Отрицание применяется ко всему, но в данном случае нас интересует то, что отрицание применяется к самому отрицанию, а этим и утверждается неустранимость отрицания, утверждается само отрицание. Применение отрицания представляет утверждение самого отрицания, как средства, именно, объективного (логически объективного) основания-средства. Но утвержденное отрицание получено вследствие отрицания, поскольку можно получить основание из следствия. Но здесь и отрицаемое есть отрицание и средство отрицания представляет отрицание, и полученное есть отрицание.

Отрицание, неустранимо и, в этом смысле, необходимо; в противном случае, было бы возможным его (отрицания) отрицание-устранение. Такое необходимое, как мы знаем, и есть категория логического, как корень вообще логического мышления.

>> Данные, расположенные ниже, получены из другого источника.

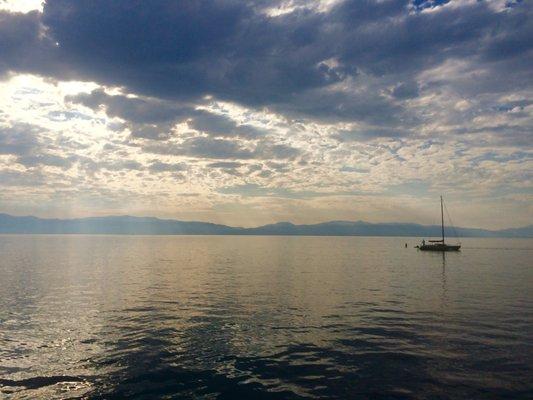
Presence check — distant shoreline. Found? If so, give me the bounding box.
[1,234,532,241]
[1,214,531,238]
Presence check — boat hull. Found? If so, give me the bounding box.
[419,244,461,252]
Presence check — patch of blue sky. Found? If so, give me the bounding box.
[411,0,451,12]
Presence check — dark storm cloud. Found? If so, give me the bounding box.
[148,161,188,173]
[0,123,75,169]
[67,90,269,140]
[0,11,43,76]
[75,157,147,174]
[144,137,256,160]
[207,161,244,176]
[190,111,267,139]
[16,153,75,169]
[0,123,41,156]
[0,169,48,187]
[143,136,301,160]
[66,89,192,125]
[280,87,406,124]
[257,143,302,160]
[66,89,194,139]
[334,127,409,142]
[391,81,420,100]
[0,0,531,138]
[37,0,331,104]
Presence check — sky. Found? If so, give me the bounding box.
[0,0,531,229]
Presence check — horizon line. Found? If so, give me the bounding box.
[1,212,531,232]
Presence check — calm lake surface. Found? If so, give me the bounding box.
[0,235,532,399]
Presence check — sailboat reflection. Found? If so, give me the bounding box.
[440,251,448,308]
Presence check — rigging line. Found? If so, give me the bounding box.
[443,201,459,239]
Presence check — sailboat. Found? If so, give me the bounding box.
[418,196,461,251]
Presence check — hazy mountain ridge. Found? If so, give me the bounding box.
[1,214,531,237]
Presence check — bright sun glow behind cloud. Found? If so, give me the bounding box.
[0,0,42,13]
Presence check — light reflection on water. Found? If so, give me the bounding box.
[0,235,532,399]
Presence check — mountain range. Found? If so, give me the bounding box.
[0,213,531,237]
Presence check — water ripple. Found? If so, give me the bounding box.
[0,235,532,399]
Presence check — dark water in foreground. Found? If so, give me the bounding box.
[0,235,532,399]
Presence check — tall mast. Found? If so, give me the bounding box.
[440,195,445,243]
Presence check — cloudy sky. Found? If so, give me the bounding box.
[0,0,531,228]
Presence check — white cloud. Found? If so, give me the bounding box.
[0,0,42,13]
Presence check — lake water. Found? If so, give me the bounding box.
[0,235,532,399]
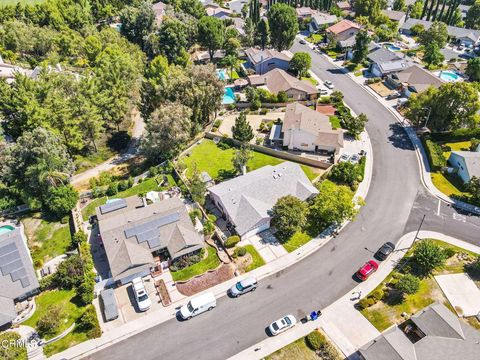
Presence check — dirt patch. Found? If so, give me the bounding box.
[233,254,253,274]
[176,264,235,296]
[368,82,395,97]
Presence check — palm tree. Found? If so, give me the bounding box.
[222,55,238,79]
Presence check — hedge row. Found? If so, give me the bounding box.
[423,138,446,171]
[429,128,480,142]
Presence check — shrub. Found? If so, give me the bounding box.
[469,255,480,274]
[396,273,420,295]
[92,187,104,198]
[98,171,114,186]
[259,108,268,115]
[118,180,129,191]
[443,247,457,259]
[214,119,222,128]
[306,331,326,351]
[277,90,288,103]
[73,231,87,246]
[37,304,62,336]
[251,99,261,110]
[318,96,331,104]
[366,297,377,306]
[413,239,447,275]
[39,275,56,291]
[357,298,370,309]
[203,220,215,235]
[55,255,85,289]
[423,138,446,171]
[208,214,217,223]
[78,305,101,338]
[225,235,240,248]
[371,289,384,301]
[78,273,96,305]
[366,77,381,84]
[106,182,119,196]
[233,246,247,257]
[170,251,204,271]
[189,209,202,224]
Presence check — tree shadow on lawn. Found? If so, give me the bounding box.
[217,169,237,181]
[387,123,415,151]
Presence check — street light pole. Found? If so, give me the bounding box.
[414,214,426,241]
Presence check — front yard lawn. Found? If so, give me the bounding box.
[23,289,86,340]
[306,33,323,44]
[43,327,90,357]
[282,232,312,253]
[266,337,317,360]
[301,76,318,85]
[329,115,342,129]
[81,175,177,221]
[181,139,319,182]
[244,245,266,272]
[22,214,72,269]
[431,172,468,198]
[171,245,221,282]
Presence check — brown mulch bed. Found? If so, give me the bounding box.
[176,264,235,296]
[155,279,171,306]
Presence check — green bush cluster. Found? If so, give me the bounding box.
[423,138,446,171]
[395,273,420,295]
[225,235,240,248]
[170,249,205,271]
[77,305,101,338]
[233,246,247,257]
[366,77,382,84]
[429,128,480,142]
[306,330,326,351]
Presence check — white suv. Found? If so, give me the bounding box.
[132,277,152,312]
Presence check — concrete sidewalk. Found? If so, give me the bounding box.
[230,231,480,360]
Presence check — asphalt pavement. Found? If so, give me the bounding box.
[89,42,478,360]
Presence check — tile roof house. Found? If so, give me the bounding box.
[151,1,166,25]
[448,150,480,183]
[247,68,318,100]
[326,20,361,48]
[96,196,204,284]
[367,44,413,77]
[400,18,480,46]
[386,64,444,97]
[0,227,39,327]
[310,12,338,32]
[244,47,292,75]
[282,103,344,154]
[209,162,318,238]
[359,302,480,360]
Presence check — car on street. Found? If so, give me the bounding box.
[179,292,216,320]
[339,153,350,163]
[324,80,334,89]
[131,277,152,312]
[356,260,378,281]
[375,242,395,261]
[268,315,297,336]
[317,86,328,95]
[299,39,307,45]
[349,154,360,164]
[229,277,258,297]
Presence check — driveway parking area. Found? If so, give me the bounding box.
[218,111,285,139]
[435,273,480,317]
[339,130,369,159]
[238,230,287,263]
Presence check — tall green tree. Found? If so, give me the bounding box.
[232,145,253,174]
[419,21,448,48]
[232,112,254,143]
[465,0,480,29]
[120,1,156,51]
[222,54,238,78]
[190,163,207,205]
[198,16,225,61]
[271,195,308,242]
[466,57,480,82]
[158,17,189,64]
[352,30,370,64]
[413,239,447,276]
[290,52,311,77]
[256,18,270,50]
[423,42,444,67]
[267,3,299,51]
[393,0,406,11]
[468,176,480,204]
[410,0,424,19]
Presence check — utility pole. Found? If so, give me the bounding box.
[397,214,426,272]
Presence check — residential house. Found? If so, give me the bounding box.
[96,196,204,285]
[0,227,39,327]
[296,6,317,19]
[309,12,338,33]
[209,162,318,238]
[400,18,480,46]
[205,3,233,18]
[367,44,412,77]
[247,68,318,101]
[227,0,248,14]
[448,150,480,183]
[336,1,352,12]
[244,47,292,75]
[381,9,406,26]
[231,17,245,36]
[281,103,344,154]
[152,1,166,25]
[386,64,444,97]
[359,302,480,360]
[326,19,361,49]
[193,49,226,63]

Когда мы говорим, что отрицание отрицания невозможно, этим мы хотим сказать не то, что отрицание отрицания не осуществляется, а только то, что при логическом отрицании отрицания, применяем — осуществляем отрицание, как средство, которым производим его же утверждение. При отрицании отрицания, утверждается, прежде всего, именно отрицание. Отрицание отрицания утверждает именно отрицание.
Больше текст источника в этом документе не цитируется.